Here's where our story takes a dark turn.

Somewhere in a Hershey boardroom, executives made a choice that would haunt candy lovers for decades. They decided Bar None needed to be "improved."

The changes:

  • Split the single bar into two sticks (like Kit Kat)
  • Add caramel to the mix
  • Change the black and brown packaging to bright yellow

On paper, it probably seemed logical. Kit Kats were popular. Caramel was trendy. Two sticks might be easier to share.

In reality, it was corporate suicide.

The loyal fanbase felt betrayed. One longtime customer would later write: "When they changed it, my heart broke."

Bar None suddenly felt like a cheap imitation of everything else.

THE DISCONTINUATION

The Hershey Company

Sales plummeted.

The magic was gone. What had once been a unique, sophisticated chocolate experience became just another caramel-loaded candy bar in a crowded market.

On December 15, 1997, Bar None was quietly discontinued.

No fanfare. No press release. No explanation to the fans who had supported it for a decade.

Just gone.

Well, not entirely gone. Bar None continued to be sold in Mexico.

But in America, the chocolate beast had been tamed for good.

Or so everyone thought.

THE UNDERGROUND MOVEMENT

The Hershey Company

Here's where the story gets interesting.

Most discontinued products fade from memory. Not Bar None.

In 2006, people started calling for its return.

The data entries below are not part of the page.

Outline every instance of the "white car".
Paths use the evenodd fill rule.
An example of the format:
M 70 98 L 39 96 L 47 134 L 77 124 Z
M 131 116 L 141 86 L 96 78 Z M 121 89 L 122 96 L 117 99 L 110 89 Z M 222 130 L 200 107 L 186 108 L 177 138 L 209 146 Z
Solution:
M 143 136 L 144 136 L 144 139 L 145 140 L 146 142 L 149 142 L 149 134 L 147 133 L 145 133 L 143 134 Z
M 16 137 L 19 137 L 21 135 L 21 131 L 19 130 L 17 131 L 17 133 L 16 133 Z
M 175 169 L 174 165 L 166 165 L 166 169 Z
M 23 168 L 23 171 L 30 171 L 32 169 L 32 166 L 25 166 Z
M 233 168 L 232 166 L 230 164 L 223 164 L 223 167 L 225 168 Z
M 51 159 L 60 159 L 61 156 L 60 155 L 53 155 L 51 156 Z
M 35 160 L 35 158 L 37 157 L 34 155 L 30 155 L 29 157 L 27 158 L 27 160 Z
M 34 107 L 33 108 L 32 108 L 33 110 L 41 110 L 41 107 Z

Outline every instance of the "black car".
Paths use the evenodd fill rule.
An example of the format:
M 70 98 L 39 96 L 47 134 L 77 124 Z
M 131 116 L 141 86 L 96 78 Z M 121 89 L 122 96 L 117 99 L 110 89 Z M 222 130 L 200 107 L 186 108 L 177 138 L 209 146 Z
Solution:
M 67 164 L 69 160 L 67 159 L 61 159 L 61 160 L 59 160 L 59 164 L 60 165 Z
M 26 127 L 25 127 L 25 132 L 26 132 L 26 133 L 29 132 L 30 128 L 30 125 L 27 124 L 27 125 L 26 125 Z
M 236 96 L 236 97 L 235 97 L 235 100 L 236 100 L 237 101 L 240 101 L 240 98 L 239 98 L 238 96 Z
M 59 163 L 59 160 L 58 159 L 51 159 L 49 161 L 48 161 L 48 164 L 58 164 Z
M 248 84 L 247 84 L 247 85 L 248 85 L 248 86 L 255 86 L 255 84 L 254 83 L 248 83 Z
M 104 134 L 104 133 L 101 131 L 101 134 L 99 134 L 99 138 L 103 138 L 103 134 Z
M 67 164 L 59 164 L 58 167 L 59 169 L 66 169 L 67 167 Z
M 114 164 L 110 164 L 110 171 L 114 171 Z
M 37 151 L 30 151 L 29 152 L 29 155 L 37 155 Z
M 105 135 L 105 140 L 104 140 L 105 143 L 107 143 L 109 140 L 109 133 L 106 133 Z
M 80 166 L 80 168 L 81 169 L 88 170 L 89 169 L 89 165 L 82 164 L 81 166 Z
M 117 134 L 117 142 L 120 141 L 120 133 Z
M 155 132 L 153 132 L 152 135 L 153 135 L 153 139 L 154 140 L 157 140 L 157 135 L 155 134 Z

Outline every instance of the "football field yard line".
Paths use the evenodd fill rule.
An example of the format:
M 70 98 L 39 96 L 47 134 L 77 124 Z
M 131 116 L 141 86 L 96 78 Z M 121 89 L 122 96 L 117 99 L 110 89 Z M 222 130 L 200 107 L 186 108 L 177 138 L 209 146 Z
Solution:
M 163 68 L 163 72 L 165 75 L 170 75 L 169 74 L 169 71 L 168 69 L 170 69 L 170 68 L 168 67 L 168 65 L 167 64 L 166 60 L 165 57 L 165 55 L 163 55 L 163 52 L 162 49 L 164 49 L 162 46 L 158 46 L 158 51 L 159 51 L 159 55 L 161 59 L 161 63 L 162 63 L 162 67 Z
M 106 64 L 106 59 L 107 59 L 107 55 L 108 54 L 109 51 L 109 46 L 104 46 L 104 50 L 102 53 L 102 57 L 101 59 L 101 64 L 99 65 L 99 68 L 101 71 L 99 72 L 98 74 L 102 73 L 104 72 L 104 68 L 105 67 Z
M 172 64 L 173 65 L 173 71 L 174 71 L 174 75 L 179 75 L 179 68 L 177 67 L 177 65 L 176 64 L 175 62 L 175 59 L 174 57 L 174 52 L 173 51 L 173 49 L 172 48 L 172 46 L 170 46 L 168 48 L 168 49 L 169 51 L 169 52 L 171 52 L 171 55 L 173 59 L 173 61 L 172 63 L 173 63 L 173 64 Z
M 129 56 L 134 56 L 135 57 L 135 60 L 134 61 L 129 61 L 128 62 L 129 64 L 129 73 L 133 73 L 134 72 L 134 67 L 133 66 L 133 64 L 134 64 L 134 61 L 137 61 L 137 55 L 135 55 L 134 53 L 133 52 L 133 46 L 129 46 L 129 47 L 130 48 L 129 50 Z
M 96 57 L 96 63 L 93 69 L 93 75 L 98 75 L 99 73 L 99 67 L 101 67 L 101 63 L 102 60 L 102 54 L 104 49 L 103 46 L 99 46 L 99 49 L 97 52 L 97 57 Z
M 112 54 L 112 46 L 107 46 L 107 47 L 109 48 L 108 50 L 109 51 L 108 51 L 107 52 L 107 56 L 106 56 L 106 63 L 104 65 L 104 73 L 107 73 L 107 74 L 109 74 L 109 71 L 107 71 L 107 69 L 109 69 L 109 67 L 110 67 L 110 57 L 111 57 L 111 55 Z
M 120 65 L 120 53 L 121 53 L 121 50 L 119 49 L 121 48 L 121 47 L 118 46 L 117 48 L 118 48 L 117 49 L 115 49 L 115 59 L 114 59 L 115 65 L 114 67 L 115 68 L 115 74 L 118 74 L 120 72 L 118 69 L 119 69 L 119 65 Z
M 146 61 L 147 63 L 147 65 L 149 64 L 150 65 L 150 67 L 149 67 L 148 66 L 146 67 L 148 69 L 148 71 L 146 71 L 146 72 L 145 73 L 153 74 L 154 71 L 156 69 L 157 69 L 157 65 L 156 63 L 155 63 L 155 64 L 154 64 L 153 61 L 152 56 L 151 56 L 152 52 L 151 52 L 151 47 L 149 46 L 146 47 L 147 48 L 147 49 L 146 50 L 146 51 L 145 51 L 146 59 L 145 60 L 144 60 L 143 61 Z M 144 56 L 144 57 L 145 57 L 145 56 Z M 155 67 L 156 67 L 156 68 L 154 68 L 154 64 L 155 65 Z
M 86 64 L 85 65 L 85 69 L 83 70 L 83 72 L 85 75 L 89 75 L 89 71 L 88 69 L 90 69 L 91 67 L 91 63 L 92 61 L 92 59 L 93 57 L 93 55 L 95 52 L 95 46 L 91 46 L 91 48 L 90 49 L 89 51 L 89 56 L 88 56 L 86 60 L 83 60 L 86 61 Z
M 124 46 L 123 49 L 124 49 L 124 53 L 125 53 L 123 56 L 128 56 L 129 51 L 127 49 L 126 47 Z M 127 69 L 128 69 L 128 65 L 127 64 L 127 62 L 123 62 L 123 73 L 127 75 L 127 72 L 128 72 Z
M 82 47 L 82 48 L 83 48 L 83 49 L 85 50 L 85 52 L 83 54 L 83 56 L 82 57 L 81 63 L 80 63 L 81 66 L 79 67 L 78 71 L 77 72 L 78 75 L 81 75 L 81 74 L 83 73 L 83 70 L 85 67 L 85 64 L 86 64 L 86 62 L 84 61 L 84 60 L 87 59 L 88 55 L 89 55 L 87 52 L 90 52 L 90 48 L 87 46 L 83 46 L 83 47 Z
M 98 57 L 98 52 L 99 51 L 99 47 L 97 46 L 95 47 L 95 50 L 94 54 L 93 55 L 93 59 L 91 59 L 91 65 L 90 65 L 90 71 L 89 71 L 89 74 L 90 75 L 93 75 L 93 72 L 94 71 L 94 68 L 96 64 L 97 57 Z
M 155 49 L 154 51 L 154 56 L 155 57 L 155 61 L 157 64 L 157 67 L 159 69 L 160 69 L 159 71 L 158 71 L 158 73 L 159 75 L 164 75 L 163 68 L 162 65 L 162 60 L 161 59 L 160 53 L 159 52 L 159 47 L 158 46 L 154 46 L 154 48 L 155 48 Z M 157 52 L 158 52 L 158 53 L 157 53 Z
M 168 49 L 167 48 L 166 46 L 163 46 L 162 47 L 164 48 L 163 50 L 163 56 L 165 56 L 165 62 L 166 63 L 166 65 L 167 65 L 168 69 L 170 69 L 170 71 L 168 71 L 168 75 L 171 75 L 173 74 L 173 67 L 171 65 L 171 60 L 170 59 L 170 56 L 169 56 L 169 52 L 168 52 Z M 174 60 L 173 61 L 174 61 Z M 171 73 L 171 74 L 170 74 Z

Web posts. Facebook pages. Blog entries with titles like "I Miss Bar None."

Candy enthusiasts wrote passionate pleas: "The best candy ever. Why would they ever stop producing this awesome candy bar. Please bring them back."

"OMG, I was so addicted to these."

One commentator even said, "I pine for the Bar None like no other bar ever made."

SOMEONE WAS LISTENING

Iconic Candy

This is where Iconic Candy LLC comes in—a small, family-owned company in Great Neck, New York, with an unusual specialty:

Bringing dead candy brands back to life.

Founded in 2012, Iconic Candy had built their entire business model around finding great products that failed for the wrong reasons, and passionate fans never forget.

They watched the Bar None fan campaigns with interest.

"What if we could do this right?"

THE MODERN ERA

Iconic Candy

In July 2019, Bar None officially returned from the dead.

The announcement rippled through social media like wildfire. Candy blogs lit up. Facebook groups exploded with excitement.

"It's back! The original recipe! No caramel!"

The packaging was different. The company was different.

But the experience? That chocolate, wafer, peanut magic?

Exactly the same.

Today, you can buy Bar None again.

It's available online, in specialty candy stores, and is slowly working its way back into mainstream retail. At $24.99 for a box of 24, it's premium pricing for a premium experience.

The fans who waited decades are buying cases. New customers are discovering what the fuss was about.

And somewhere in a boardroom, executives are probably taking notes about the candy bar that refused to stay dead.